Some of the most ambitious crossovers are happening at institutions that already straddle biology and computation. At Janelia, for example, Our current research areas are Mechanistic Cognitive Neuroscience and 4D Cellular Physiology, and since the campus opened in 2006, Jan projects there have focused on neural connections and computations that underlie behavior, a foundation that now feeds directly into AI interpretability work Our. In natural products research, Ongoing initiatives aim to enhance the interpretability of AI models in NP research, seeking to transform traditional workflows through comprehensive integration with chemical and biological knowledge, which again treats AI as a partner in scientific discovery whose behavior must be mapped and constrained rather than blindly trusted Ongoing. Even in neonatal intensive care, However, the authors of a systematic review acknowledge increasing efforts in building bridges among many scientists and institutions, with conferences and collaborations that link clinicians with software coding schools, a sign that medical researchers are learning to treat AI tools as complex agents within clinical ecosystems rather than simple calculators However.
AI as a complex, quasi-biological system
Underpinning this new mindset is a growing recognition that AI systems share deep structural similarities with physical and biological processes. Engineers have reported that Scientists have long believed that foam behaves like glass, with bubbles locked into place, but New simulations reveal that bubbles never quite stop rearranging, and that the same mathematical principle that governs this slow, glass-like relaxation also appears in the training dynamics of neural networks and in patterns found across nature and technology Scientists. That kind of cross-domain resonance encourages researchers to treat AI not as an alien artifact but as another complex system that can be probed with the same simulation-heavy methods used in physics and biology, where emergent behavior often defies simple equations New. At the same time, public commentators have started to describe advanced AI as a new form of synthetic cognition that scales far beyond any biological species, with one analysis arguing that it is becoming a new species a hundred times smarter than humans, a provocative framing that reinforces the sense of AI as something like a supercharged organism rather than a mere tool Nov.

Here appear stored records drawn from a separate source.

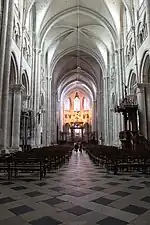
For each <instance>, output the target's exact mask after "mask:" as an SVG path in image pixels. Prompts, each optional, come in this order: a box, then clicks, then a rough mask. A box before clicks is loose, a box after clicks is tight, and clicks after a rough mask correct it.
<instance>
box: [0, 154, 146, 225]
mask: <svg viewBox="0 0 150 225" xmlns="http://www.w3.org/2000/svg"><path fill="white" fill-rule="evenodd" d="M57 224H60V225H96V224H100V225H110V224H111V225H127V224H128V225H150V177H144V176H139V175H137V174H134V175H132V176H131V174H126V175H116V176H114V175H111V174H107V173H106V171H105V170H104V169H101V168H99V167H97V166H95V165H94V164H93V163H92V162H91V161H90V159H89V157H88V155H87V154H86V153H85V152H83V153H73V155H72V157H71V159H70V161H69V163H67V164H65V165H64V166H63V167H62V168H61V169H60V170H58V171H53V172H51V173H50V174H48V175H47V178H46V179H43V180H42V181H40V180H39V178H38V177H35V175H32V177H27V176H26V177H23V178H21V177H20V178H18V179H17V180H12V181H9V182H8V181H7V179H5V180H3V179H2V177H1V179H0V225H57Z"/></svg>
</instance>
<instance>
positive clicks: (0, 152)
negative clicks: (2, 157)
mask: <svg viewBox="0 0 150 225" xmlns="http://www.w3.org/2000/svg"><path fill="white" fill-rule="evenodd" d="M9 153H10V151H9V149H7V148H0V154H2V155H5V154H9Z"/></svg>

Inside the lab, that quasi-biological framing is reinforced by the way AI systems now operate in the wild. Coding AIs increasingly look like autonomous agents rather than mere assistants, taking instructions via Slack or Teams and making decisions about how to break down tasks, call tools, and scour the internet to answer questions, which makes them feel less like static programs and more like colleagues with idiosyncratic habits Coding. Large language models get a lot of bad press, deservedly, but Connecting the dots, some analysts argue that it is not the fault of the models themselves, and that part of the problem is that humans project expectations of tidy underlying logic onto systems whose behavior is more like that of living organisms adapting to messy environments Connecting the. That perspective dovetails with the idea that AI behavior must be cataloged, stress-tested, and aligned in much the same way that biologists study and sometimes domesticate wild species.